Kafka Clone
Design the internals of a durable, high-throughput message streaming platform: from a single-broker write path to a multi-partition, multi-datacenter system capable of Facebook-scale event ingestion.
What is a distributed message streaming system?
Kafka is a distributed commit log: producers append messages to named topics, consumers read them at their own pace using persistent offsets. The key engineering challenge is not the pub/sub concept itself but achieving millions of sequential disk writes per second on commodity hardware while tracking offset state for thousands of independent consumer groups. This question tests the intersection of I/O mechanics, distributed consensus, and horizontal partition scaling, which is why it appears in staff-level interviews at companies running high-ingestion data platforms. I'd lead with the sequential I/O insight in any interview because every other design decision in Kafka falls out of that one constraint.
Functional Requirements
Core Requirements
- Producers publish messages to named topics.
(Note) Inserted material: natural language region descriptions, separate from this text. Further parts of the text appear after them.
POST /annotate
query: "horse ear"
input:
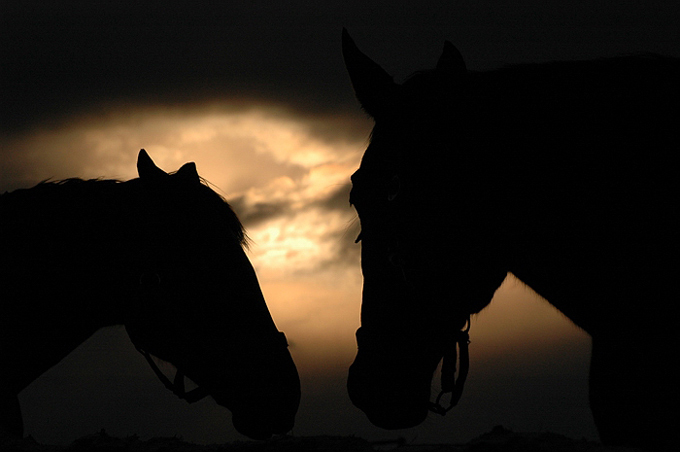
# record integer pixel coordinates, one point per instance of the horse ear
(451, 62)
(188, 173)
(146, 168)
(375, 89)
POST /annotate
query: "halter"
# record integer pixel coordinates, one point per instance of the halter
(449, 381)
(151, 282)
(177, 385)
(460, 340)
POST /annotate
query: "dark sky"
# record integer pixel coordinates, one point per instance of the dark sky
(58, 57)
(62, 60)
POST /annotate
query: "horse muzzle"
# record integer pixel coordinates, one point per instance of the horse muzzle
(389, 401)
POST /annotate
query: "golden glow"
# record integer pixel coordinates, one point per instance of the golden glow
(264, 156)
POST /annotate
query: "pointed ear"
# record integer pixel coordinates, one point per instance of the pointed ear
(451, 62)
(188, 173)
(147, 169)
(375, 89)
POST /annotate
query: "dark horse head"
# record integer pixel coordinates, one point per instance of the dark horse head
(408, 322)
(562, 173)
(162, 254)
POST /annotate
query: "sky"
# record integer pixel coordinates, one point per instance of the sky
(255, 92)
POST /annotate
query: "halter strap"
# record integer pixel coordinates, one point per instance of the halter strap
(176, 386)
(449, 382)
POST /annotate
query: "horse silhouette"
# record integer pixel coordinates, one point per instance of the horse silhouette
(163, 255)
(564, 174)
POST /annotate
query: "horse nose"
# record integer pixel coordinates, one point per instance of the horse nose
(387, 402)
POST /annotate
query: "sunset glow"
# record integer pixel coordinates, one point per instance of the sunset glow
(288, 180)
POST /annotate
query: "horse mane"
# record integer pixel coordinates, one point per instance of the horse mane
(53, 195)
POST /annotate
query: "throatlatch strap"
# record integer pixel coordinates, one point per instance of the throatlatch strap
(449, 382)
(177, 386)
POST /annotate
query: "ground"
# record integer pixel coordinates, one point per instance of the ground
(497, 440)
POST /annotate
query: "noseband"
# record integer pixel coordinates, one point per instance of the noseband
(177, 385)
(449, 382)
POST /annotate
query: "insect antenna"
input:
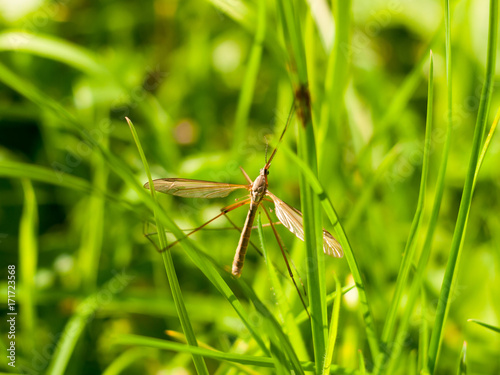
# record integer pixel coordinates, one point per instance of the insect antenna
(289, 119)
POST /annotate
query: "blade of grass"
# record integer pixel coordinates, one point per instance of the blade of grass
(117, 166)
(417, 285)
(92, 233)
(181, 338)
(74, 328)
(349, 254)
(462, 365)
(465, 203)
(423, 342)
(23, 170)
(175, 288)
(329, 299)
(279, 340)
(281, 300)
(28, 258)
(126, 359)
(265, 362)
(489, 326)
(195, 350)
(486, 145)
(248, 87)
(411, 243)
(334, 323)
(336, 80)
(362, 365)
(400, 100)
(309, 202)
(52, 48)
(365, 198)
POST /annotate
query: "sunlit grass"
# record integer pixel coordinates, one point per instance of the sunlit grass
(387, 154)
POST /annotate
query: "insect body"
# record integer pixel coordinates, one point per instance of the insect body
(290, 217)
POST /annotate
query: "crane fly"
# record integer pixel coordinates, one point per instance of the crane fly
(290, 217)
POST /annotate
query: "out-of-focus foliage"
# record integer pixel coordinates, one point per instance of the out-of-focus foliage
(177, 70)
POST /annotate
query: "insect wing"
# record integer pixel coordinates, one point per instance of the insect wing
(186, 188)
(291, 218)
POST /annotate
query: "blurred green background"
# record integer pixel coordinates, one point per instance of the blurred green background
(178, 71)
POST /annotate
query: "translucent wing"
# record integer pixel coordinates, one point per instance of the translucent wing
(291, 218)
(183, 187)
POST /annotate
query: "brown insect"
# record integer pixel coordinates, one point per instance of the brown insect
(290, 217)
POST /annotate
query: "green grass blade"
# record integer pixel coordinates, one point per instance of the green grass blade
(462, 366)
(35, 172)
(117, 166)
(349, 254)
(249, 81)
(486, 145)
(126, 359)
(281, 300)
(52, 48)
(489, 326)
(309, 202)
(411, 243)
(330, 298)
(92, 234)
(280, 342)
(195, 350)
(334, 324)
(74, 328)
(465, 204)
(423, 341)
(336, 80)
(28, 258)
(187, 327)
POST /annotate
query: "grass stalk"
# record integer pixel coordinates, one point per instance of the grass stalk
(182, 313)
(465, 203)
(249, 81)
(309, 202)
(408, 254)
(334, 325)
(348, 252)
(28, 259)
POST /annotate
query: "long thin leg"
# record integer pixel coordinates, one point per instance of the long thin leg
(286, 260)
(224, 211)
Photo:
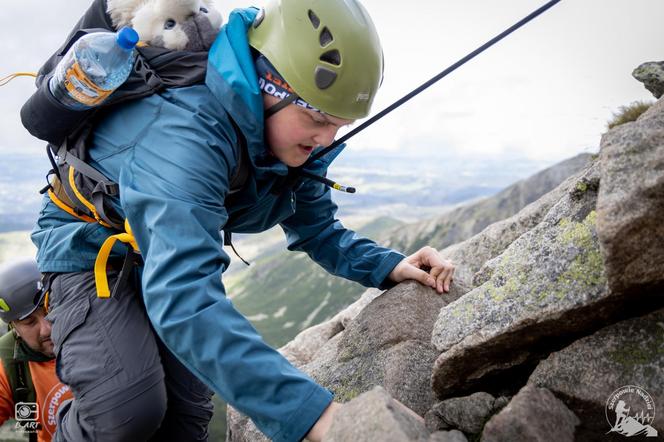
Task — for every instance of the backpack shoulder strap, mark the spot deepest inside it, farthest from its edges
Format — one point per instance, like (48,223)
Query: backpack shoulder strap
(241,174)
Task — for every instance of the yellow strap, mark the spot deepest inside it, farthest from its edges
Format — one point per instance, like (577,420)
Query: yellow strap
(8,78)
(46,302)
(101,279)
(58,202)
(81,198)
- Consumers subscribe and read messages from a topic with persistent offsets.
- Messages are durable and survive broker restarts.
- Support at-least-once delivery.
Scope Exclusions
- Stream processing (Flink, Spark Streaming) beyond basic consumer logic.
- Schema registry or message transformation.
Non-Functional Requirements
Core Requirements
- Write throughput: The system handles at least 10 million messages per second across all topics.
- Latency: End-to-end producer-to-consumer latency is under 10ms p99 at normal load.
- Durability: Zero data loss on a single broker restart; messages survive with replication factor of 2 or more.
- Availability: 99.99% uptime. The cluster continues serving reads and writes during a single broker failure.
- Scale: Facebook-level ingestion, roughly 1 trillion messages per day distributed across thousands of topics.
Below the Line
- Exactly-once delivery semantics (builds on the at-least-once foundation we will design)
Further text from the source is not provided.